Step 6: Rename the device and entities. If you didn’t add the plug to the ESPHome dashboard and rename there, you will want to rename the device and any entities you intent to use in Home Assistant. From the Home Assistant Integrations page, accessed through the configuration menu, the KAUF Smart Plug can now be found within the ESPHome card, initially named “Kauf Plug”. Selecting the KAUF Smart Plug from the list of ESPHome devices will allow you to rename the device to something more descriptive and useful. Follow the link that says “6 entities” to access a list of the available entities. The switch entity will be the entity that is used to turn the KAUF Smart Plug on and off. Several sensor entities will be available to indicate detected voltage, current, and power usage. Another sensor entity will be a text sensor that provides the plug’s IP address on your network. Clicking the individual entities will open up a window allowing the entity names and IDs to be changed to something more descriptive and useful.
Importing to ESPHome Dashboard
Firmware version 1.83 implements ESPHome’s dashboard import feature, so if you update your plugs they will be automatically detected by the ESPHome dashboard. The following video explains the process.

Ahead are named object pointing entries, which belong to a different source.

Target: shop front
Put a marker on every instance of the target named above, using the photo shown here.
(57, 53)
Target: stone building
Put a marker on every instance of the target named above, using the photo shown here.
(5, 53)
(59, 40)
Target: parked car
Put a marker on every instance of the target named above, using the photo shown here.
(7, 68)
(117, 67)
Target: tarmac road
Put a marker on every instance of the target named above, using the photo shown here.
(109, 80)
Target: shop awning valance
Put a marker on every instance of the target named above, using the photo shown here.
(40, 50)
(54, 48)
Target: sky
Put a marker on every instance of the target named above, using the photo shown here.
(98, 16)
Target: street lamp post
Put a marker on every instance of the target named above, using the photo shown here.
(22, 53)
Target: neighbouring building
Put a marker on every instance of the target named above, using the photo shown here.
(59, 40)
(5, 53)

The KAUF Smart Plug includes an ESP8266 chip and uses the following pins:
- GPIO 1 – Red LED. The red LED will be lit when GPIO0 is output low, and off when GPIO0 is output high.
- GPIO 12 – Blue LED. The blue LED will be lit when GPIO2 is output low, and off when GPIO2 is output high.
- GPIO 13 – Relay output. When the GPIO4 output is high, the relay connects input power to output power. When GPIO4 is low, the relay opens and power is disconnected.
- GPIO 4 – CF pin for power monitoring.
- GPIO 14 – SEL pin for power monitoring.
- GPIO 3 – Button input. The input is shorted to ground when the button is pressed, and is pulled up to 3.3v by a resistor when the button is not being pressed. When using the button input, the ESP8266 built-in pull-up resistor needs to be enabled. If you flash the KAUF Smart Plug to a different firmware and are getting strange results, you may not have enabled the pull-up resistor.
- GPIO 5 – CF1 pin for power monitoring.
The KAUF Smart Plug includes a relay rated for a 15-amp resistive load. The relay is the physical component that moves to connect or disconnect the input 120v power to the output of the KAUF Smart Plug. Resistive load means things like lights and household fans. Small household appliances will typically be resistive loads or have a small enough capacitive or inductive load to work fine with the KAUF Smart Plug. This plug is not appropriate for large capacitive or inductive loads, which includes things like water and air pumps.
To convert the KAUF Smart Plug to Tasmota, simply download tasmota.bin.gz, browse to the plug’s IP address in a web browser, and use the web page to flash.
Important Note: Do not have anything plugged into the PLF12 when Tasmota is flashed. The relay output on the PLF12 is the same pin as the default LED output for Tasmota. When Tasmota is first installed, the relay will turn on and off every second or so, because Tasmota thinks it is blinking a light.